Hacker News new | ask | show | jobs
by chongli 2421 days ago
Because the “why” of statistics has many turtles before you get to the bottom. Measure theory, topology, real analysis, abstract algebra. You need to learn a lot of math before you get a complete picture of the theoretical underpinnings of modern probability theory, which forms the foundation of all of statistics.

Most people just want to calculate a P value or a 95% confidence interval for the mean of whatever they’re researching. They’re not interested in how it all works.

1 comments

You need a bit of analysis, but I'm pretty sure that you can understand p-values for normal distributions of a single variable without abstract algebra or topology. Understanding simple cases from first-ish principles makes it much easier to swallow handwavy explanations for complicated stuff.
You can't understand the why of the normal distribution without Fourier analysis though - which is pretty heavy going for anyone who's not hardcore science or engineering.
Can't you introduce the normal distribution as the limit of the binomial distribution? I think you can prove the central limit theorem without using terribly advanced math.
That's only the most limited version of the theorem which has since been renamed the de Moivre-Laplace theorem [1]. The rabbit hole goes much deeper when you talk about the most general form which works for any set of independent and identically distributed random variables, not just binomial random variables.

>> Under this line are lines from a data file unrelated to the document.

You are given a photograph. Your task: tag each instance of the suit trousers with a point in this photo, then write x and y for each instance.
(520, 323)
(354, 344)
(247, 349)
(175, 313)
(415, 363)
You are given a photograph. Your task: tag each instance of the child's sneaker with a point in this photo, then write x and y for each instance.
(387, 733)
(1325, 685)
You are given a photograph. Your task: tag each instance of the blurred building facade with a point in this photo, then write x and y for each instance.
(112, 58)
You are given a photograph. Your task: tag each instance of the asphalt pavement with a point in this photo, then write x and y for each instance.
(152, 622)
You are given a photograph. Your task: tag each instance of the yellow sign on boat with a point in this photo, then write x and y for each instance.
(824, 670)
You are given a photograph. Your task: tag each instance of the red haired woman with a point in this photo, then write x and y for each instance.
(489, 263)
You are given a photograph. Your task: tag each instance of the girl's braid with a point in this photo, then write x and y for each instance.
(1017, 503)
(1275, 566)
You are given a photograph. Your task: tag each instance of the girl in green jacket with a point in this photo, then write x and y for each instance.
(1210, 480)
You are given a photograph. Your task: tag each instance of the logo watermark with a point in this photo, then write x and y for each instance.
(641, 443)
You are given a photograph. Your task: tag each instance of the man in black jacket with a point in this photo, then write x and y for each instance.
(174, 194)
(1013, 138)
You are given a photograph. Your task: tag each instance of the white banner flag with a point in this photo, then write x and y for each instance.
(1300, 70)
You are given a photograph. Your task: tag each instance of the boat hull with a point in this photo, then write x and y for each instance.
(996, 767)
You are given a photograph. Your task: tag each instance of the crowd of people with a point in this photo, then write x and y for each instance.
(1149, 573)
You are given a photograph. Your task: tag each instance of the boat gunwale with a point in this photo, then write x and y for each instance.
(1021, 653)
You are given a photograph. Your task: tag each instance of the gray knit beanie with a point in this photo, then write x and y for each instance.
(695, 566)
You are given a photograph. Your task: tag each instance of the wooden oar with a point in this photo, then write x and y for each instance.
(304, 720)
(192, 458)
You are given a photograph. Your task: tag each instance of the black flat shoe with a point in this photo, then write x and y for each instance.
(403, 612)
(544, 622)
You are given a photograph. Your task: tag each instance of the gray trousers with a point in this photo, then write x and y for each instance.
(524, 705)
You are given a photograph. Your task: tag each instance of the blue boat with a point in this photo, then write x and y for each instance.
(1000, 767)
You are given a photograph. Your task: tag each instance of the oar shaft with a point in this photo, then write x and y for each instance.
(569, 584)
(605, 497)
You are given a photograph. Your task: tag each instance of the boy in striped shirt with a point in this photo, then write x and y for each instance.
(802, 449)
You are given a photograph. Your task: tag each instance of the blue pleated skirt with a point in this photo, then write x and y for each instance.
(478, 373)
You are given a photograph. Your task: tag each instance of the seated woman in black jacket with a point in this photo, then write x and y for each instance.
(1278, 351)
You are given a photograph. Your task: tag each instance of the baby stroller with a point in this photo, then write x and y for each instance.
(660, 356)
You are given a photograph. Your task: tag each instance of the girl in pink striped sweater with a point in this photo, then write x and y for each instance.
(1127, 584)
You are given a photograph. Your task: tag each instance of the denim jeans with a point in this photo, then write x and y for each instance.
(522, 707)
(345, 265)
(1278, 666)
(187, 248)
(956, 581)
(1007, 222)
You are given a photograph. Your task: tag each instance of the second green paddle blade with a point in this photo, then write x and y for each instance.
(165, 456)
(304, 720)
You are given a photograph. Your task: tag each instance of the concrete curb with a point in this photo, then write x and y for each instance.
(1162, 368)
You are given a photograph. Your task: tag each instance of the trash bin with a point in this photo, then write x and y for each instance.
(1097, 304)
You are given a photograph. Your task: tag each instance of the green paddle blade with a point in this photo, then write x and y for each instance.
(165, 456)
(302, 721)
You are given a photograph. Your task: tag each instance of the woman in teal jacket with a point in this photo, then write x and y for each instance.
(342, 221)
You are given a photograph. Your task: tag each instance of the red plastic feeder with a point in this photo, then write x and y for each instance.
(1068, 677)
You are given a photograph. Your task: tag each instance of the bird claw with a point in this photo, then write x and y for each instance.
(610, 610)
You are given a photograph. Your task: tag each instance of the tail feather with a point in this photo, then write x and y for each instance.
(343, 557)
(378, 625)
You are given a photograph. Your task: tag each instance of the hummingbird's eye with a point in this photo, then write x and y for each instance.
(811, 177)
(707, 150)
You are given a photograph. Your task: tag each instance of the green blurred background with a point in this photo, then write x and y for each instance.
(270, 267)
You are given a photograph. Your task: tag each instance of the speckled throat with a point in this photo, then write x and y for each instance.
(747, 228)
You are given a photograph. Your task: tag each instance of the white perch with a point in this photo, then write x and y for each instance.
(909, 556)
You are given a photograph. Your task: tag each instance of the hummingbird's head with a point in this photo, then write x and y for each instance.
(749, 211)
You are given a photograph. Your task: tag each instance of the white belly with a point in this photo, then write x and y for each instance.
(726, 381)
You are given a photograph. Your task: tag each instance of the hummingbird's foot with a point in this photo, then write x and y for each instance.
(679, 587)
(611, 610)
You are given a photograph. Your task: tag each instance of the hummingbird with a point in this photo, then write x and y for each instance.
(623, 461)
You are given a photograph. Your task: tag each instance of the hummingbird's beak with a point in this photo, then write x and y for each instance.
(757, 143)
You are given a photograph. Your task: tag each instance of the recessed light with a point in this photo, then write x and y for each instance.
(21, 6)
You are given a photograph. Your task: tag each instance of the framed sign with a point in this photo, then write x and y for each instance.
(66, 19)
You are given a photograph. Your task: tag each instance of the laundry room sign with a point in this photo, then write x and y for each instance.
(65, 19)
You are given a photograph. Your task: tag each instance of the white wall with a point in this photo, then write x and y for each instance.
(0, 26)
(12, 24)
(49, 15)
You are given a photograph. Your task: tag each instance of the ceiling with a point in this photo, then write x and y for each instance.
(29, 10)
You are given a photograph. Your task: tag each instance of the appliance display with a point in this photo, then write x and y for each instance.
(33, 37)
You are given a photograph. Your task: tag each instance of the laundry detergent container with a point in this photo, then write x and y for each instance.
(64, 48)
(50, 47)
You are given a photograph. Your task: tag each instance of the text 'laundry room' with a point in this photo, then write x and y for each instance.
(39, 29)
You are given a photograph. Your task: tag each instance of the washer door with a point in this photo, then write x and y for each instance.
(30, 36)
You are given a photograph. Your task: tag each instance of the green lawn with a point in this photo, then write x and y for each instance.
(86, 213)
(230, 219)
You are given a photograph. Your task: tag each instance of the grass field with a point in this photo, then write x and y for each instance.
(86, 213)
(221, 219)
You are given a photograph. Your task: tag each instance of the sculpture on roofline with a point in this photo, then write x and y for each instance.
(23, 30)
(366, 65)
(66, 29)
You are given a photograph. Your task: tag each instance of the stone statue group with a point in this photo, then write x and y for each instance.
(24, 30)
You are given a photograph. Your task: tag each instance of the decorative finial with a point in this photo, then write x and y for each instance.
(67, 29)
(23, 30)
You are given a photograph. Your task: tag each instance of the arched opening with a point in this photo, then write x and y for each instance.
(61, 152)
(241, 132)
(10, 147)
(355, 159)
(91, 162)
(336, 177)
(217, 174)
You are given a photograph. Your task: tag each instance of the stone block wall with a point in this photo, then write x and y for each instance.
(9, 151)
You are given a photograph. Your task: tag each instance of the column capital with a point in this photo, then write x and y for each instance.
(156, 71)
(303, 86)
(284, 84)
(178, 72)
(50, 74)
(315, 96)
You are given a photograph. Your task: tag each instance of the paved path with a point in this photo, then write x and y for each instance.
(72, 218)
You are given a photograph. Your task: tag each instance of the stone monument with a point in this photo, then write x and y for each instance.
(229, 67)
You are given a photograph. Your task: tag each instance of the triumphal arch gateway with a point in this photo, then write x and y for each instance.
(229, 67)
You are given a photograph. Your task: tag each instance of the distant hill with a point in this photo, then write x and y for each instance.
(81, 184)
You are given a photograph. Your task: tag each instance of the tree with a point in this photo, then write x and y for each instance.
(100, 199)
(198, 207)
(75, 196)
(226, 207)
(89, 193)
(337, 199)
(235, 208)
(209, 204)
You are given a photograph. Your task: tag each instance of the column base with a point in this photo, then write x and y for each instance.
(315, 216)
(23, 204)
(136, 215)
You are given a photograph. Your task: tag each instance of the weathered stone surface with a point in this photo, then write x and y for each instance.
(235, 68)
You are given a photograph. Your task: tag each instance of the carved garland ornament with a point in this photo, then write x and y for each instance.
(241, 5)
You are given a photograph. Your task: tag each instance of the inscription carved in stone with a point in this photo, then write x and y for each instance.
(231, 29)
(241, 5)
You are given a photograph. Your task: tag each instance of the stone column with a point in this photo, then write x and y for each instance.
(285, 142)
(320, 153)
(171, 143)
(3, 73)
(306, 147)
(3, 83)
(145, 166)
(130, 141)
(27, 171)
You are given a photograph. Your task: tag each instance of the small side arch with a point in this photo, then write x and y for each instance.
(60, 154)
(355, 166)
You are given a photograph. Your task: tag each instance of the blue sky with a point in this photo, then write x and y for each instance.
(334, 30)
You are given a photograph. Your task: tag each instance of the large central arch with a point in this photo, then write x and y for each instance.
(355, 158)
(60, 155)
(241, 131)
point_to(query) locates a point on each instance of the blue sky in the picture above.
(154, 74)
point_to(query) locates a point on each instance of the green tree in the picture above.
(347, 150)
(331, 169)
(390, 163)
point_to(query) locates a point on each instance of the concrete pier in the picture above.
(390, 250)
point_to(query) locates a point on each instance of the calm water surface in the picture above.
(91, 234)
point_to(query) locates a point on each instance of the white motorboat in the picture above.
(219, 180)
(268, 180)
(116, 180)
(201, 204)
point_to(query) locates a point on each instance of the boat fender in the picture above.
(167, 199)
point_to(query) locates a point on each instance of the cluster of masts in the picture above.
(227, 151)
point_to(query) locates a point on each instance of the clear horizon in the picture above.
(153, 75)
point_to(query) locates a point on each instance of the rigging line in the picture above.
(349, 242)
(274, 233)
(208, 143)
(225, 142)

[1] https://en.wikipedia.org/wiki/De_Moivre–Laplace_theorem

Sure, but do you need the most general form to build some intuition about p-values? I don't think so.
That’s moving the goalposts. The original claim was about getting a complete picture. A full understanding of the “why” of statistics going all the way to the bottom.
Fourier analysis is not that bad. Most kids in the calculus class at the university I went to had the basics of that explained to them.
I'll bite. Why do you need Fourier analysis to understand the normal distribution?
The only proof of the central limit theorem I know of relies on it. Iterated convolutions tend toward a Gaussian. Essentially you take the Fourier transform of any nice probability distribution, do a Taylor expansion, and Bob's your uncle.

Another child poster pointed out that in special cases (like the limiting case of the binomial distribution) you can get away with other arguments. And you can certainly 'prove' it via simulation. So maybe you don't need the full generality of Fourier analysis in the end.

Iterated convolution was the proof I learned, too. Probably a semantic difference that I don't equate proof with understanding.
Probably a semantic difference that I don't equate proof with understanding.

I would call that a colloquial definition of understanding. Very different from mathematical understanding.

If you ask a mathematician what you’d need to know to understand Fermat’s last theorem, he won’t say “high school pre-algebra.” That’s only enough for you to understand the basic statement of the theorem. It doesn’t get you to the why. To understand the problem involves a deep dive into both algebraic number theory and analytic number theory.